Skip irrelevant foreign impls when building the specialization graph by xmakro · Pull Request #157281 · rust-lang/rust

xmakro · 2026-06-02T03:18:57Z

What this does

specialization_graph_provider enumerates every impl of a trait, including all foreign impls, and records each one into the graph. For a leaf crate this is dominated by foreign impls: a crate that locally defines a handful of Debug/Clone impls still pulls in every foreign impl Debug for <std type>, decoding each one's trait ref via impl_trait_ref and reading impl_parent.

This skips foreign non-blanket impls that cannot affect local coherence. The work list is built from trait_impls_of and keeps:

all blanket impls, and
every non-blanket impl in a simplified-self bucket that contains at least one local impl.
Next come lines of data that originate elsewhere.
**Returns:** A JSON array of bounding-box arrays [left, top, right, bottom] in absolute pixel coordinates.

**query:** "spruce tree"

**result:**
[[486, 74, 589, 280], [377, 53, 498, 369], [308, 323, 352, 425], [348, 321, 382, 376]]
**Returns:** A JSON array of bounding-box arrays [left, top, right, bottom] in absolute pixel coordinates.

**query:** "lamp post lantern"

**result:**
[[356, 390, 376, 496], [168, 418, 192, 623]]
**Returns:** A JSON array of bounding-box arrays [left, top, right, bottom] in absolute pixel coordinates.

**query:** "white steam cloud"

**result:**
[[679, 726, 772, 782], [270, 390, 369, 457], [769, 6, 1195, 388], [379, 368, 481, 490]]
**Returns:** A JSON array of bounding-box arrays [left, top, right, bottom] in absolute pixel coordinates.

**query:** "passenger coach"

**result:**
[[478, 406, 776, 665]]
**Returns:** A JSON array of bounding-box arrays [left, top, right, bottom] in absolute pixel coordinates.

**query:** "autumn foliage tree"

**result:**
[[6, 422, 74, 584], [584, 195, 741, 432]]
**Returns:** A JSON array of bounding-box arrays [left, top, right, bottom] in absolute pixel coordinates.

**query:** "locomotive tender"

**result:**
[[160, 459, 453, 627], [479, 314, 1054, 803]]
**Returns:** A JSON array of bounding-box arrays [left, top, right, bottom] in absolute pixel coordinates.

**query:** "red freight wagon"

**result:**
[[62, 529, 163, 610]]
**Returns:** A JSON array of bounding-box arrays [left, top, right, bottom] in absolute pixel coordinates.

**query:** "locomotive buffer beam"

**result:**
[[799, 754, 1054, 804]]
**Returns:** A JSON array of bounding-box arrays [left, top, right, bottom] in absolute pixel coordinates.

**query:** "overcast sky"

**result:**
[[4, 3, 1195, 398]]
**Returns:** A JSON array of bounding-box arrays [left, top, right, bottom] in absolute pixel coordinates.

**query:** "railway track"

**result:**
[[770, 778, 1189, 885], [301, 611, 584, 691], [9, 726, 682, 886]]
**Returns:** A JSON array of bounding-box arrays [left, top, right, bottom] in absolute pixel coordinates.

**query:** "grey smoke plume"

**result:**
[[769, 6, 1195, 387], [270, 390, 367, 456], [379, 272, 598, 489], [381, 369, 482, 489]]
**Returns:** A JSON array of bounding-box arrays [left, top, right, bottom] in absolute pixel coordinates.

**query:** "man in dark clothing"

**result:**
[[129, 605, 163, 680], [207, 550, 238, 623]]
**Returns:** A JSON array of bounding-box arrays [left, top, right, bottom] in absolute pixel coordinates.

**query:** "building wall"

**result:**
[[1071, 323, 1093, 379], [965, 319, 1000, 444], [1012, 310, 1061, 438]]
Foreign impls whose bucket holds no local impl are never recorded.

Why it is sound

Overlap checking of a local impl only consults blanket impls and the non-blanket impls sharing its simplified self type (filtered_children). The orphan rules forbid a local blanket impl of a foreign trait, so a foreign non-blanket impl can only matter to local coherence if its bucket also contains a local impl, and those buckets are kept in full.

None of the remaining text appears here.